Substitute powers and powers of fractions

I’m a bit stuck on substitutions, for example:

@variables x y
eq = (1/x)^2
substitute(eq, Dict([1/x => y]))
julia> y^2

whereas

@variables x y
eq = 1/x^2
substitute(eq, Dict([1/x => y]))
julia> 1 / (x^2)

I was expecting the two to be equal. Further,

@variables x y z
eq = x/y
substitute(eq, Dict([1/y => z]))
julia> x/y

I was expecting x*z.
Substitution of monomials also doesn’t work the way I would expect:

eq = (x^2)^2
substitute(eq, Dict([x^2 => y]))
julia> x^4

I was expecting y^2. Is there other functionality that lets me do these substitutions?
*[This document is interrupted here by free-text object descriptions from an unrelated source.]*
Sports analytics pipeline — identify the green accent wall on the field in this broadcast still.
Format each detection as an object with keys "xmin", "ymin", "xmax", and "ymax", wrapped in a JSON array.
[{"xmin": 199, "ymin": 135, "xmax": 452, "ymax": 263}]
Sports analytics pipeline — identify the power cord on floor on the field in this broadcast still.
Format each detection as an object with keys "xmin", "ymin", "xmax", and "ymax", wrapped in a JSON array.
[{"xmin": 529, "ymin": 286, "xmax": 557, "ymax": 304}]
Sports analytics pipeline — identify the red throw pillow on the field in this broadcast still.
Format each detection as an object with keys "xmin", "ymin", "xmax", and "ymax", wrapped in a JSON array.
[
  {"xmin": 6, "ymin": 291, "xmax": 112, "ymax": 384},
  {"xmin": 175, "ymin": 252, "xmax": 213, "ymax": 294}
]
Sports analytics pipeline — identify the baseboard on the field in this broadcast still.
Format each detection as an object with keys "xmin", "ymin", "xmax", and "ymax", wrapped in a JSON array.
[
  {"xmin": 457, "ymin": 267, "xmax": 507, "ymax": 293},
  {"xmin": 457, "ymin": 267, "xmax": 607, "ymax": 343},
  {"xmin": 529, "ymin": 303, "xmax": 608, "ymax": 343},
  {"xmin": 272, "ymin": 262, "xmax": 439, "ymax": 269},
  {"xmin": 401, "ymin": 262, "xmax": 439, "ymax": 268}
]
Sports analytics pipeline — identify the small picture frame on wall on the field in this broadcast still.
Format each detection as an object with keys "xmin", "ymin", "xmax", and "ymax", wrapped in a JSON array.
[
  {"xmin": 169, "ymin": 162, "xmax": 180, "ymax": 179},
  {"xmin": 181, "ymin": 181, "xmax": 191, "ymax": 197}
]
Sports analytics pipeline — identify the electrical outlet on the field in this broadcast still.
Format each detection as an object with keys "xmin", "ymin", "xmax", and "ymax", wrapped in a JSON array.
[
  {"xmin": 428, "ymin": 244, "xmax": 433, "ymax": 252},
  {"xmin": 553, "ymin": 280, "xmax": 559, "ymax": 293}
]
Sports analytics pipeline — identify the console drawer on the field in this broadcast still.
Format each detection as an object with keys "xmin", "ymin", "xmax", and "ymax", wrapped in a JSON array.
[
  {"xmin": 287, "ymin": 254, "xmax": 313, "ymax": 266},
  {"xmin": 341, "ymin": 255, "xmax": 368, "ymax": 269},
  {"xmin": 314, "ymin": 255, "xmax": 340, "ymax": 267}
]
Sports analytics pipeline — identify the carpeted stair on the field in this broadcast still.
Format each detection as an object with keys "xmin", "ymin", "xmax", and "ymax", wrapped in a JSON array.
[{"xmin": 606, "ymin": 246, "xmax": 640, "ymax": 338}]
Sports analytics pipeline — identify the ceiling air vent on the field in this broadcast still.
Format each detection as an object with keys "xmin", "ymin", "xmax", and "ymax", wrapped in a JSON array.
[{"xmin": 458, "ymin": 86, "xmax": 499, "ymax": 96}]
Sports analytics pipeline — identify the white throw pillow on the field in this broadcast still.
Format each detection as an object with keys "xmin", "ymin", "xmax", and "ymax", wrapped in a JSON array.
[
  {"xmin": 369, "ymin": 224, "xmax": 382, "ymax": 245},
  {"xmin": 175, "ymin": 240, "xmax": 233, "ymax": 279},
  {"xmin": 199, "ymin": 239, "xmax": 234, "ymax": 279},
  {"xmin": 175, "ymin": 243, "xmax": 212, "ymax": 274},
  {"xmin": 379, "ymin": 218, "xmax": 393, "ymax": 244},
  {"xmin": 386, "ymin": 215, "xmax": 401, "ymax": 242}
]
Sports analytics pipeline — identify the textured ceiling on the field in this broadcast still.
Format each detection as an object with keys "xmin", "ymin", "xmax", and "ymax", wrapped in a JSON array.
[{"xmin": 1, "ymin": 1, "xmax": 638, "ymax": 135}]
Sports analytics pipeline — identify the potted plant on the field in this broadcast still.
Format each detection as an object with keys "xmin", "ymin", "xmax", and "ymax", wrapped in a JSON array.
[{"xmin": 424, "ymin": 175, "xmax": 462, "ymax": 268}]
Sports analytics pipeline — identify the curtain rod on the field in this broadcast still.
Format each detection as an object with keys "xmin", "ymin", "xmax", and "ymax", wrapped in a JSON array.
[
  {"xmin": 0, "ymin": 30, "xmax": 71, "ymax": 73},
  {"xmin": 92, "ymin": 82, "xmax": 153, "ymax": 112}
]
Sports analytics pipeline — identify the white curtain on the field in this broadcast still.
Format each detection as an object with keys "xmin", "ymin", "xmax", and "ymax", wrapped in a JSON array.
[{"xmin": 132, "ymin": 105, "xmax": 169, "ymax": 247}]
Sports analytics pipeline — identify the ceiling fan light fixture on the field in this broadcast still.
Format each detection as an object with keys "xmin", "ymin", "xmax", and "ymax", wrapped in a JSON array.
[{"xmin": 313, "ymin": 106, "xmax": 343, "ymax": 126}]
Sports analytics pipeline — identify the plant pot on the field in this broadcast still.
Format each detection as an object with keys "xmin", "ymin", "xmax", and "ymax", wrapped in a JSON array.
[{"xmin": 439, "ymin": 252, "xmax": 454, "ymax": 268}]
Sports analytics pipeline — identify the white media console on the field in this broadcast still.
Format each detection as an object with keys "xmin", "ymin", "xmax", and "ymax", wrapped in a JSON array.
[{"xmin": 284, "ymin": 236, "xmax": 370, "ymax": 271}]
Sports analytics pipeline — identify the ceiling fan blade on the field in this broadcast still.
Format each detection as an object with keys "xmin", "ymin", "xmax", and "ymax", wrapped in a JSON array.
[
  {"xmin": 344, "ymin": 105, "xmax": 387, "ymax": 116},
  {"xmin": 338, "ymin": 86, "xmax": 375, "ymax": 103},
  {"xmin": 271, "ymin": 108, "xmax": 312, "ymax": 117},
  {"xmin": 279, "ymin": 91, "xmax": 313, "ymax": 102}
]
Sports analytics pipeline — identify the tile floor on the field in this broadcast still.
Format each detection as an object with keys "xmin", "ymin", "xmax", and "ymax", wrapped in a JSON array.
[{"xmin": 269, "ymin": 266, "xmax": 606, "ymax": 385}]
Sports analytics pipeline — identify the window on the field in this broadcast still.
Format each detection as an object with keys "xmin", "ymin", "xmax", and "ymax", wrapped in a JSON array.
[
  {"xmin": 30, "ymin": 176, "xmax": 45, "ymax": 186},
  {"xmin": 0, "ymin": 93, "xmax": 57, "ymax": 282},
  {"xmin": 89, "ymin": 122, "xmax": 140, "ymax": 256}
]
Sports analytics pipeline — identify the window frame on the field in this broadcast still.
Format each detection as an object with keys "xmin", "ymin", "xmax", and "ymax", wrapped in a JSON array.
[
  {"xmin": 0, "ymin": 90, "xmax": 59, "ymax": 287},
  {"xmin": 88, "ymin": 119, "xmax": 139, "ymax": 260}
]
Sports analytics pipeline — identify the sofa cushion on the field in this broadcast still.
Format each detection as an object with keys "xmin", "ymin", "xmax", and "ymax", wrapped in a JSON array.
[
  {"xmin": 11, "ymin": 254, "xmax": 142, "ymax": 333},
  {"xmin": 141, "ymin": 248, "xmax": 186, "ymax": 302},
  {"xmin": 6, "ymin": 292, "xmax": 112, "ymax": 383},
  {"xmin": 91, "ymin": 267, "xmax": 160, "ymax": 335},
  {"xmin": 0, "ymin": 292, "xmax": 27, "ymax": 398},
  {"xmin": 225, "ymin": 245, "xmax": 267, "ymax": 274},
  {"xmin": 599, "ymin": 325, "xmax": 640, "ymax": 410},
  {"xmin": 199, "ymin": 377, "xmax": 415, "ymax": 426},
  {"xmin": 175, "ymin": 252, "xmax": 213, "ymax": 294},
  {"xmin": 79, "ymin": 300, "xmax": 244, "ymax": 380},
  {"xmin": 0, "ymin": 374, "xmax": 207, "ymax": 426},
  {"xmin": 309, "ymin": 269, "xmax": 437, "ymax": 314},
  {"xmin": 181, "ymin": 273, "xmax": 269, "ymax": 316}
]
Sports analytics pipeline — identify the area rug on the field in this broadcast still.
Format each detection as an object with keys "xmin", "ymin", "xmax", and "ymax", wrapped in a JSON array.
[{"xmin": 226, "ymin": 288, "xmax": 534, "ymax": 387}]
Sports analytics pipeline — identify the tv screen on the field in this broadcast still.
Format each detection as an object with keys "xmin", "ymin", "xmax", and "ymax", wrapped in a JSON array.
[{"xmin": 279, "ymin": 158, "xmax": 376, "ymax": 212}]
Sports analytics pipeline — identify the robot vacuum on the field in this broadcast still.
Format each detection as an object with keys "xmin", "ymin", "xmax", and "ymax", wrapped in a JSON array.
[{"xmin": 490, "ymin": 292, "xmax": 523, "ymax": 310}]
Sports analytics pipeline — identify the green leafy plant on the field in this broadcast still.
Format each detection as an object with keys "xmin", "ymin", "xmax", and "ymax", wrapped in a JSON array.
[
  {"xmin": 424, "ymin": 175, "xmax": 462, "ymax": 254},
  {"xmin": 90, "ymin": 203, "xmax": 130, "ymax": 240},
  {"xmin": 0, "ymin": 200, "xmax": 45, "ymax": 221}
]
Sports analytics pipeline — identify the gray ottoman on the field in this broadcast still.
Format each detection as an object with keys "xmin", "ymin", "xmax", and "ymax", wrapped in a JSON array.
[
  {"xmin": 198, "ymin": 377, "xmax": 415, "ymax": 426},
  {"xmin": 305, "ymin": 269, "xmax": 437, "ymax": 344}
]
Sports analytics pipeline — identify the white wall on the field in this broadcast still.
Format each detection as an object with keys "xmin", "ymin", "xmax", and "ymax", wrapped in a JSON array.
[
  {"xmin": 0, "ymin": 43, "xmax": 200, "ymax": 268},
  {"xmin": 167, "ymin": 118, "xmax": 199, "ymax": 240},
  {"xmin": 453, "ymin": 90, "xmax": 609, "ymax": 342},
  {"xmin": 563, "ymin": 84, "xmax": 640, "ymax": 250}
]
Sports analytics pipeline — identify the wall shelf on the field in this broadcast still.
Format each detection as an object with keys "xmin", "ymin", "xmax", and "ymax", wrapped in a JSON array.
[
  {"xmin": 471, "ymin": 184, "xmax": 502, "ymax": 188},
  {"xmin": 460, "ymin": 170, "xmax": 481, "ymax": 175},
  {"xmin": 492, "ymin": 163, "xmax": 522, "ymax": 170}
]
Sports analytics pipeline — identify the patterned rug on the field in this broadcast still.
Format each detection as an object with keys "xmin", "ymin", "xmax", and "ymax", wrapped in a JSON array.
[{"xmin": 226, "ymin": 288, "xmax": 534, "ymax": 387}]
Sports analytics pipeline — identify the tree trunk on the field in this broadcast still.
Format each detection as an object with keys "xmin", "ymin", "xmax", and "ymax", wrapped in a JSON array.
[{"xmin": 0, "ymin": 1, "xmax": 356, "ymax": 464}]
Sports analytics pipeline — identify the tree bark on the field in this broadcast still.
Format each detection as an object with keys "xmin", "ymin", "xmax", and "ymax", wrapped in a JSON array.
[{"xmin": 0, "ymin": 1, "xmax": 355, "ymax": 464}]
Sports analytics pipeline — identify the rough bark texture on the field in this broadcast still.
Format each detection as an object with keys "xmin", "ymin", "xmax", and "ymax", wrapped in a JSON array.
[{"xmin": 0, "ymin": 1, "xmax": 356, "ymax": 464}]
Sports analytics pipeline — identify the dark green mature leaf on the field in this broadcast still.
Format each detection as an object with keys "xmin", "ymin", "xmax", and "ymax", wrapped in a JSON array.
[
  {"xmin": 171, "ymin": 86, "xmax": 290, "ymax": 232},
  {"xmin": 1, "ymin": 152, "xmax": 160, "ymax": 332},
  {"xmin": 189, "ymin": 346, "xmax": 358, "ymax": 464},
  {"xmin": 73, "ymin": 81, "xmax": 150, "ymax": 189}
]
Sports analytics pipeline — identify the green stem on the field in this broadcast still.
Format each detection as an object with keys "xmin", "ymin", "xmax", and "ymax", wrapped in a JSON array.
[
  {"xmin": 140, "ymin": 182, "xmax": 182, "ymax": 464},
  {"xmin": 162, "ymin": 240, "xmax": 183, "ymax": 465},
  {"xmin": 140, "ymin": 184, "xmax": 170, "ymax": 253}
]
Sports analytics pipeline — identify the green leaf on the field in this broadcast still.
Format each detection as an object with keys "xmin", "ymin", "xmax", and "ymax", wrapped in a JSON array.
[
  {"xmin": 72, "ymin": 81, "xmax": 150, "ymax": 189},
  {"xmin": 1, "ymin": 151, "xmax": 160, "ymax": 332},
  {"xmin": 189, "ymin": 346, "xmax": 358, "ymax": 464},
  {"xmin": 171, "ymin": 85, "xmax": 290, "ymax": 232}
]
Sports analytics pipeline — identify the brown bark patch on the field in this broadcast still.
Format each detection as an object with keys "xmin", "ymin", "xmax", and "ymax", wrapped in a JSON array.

I’m trying to write some code that polynomializes nonlinear ODEs, and that relies on substitutions of this kind.

That seems like a bug to me. Consider filing an issue at Symbolics.jl. @ChrisRackauckas and @shashi may have more insight about this of course.

Thanks, I will file an issue.

The MWE

using Symbolics
@variables x y
eq = (1/x)^2
@show substitute(eq, Dict([1/x => y]))
eq = 1/x^2
@show substitute(eq, Dict([1/x => y]))
eq = 1/x^2
@show substitute(eq, Dict([x => 1/y]))

yielding

substitute(eq, Dict([1 / x => y])) = y^2
substitute(eq, Dict([1 / x => y])) = 1 / (x^2)
substitute(eq, Dict([x => 1 / y])) = 1 / ((1 / y)^2)

indicates to me that this could be a matter of simplification vs. substitution. Are there certain rules in the CAS community which prescribe order of operations? Difficult, it seems (Knuth-Bendix, or so).

Edit: improving example.

Symbolics performs subtree matching to subsitute. That is why it does not work for (1/(x^2)) here. This type of general substitution can get be complicated to implement as you need to search all possible rewrites of an expression to figure out if any one of them will allow substitution, but maybe there are simple but effective things we can do to start with.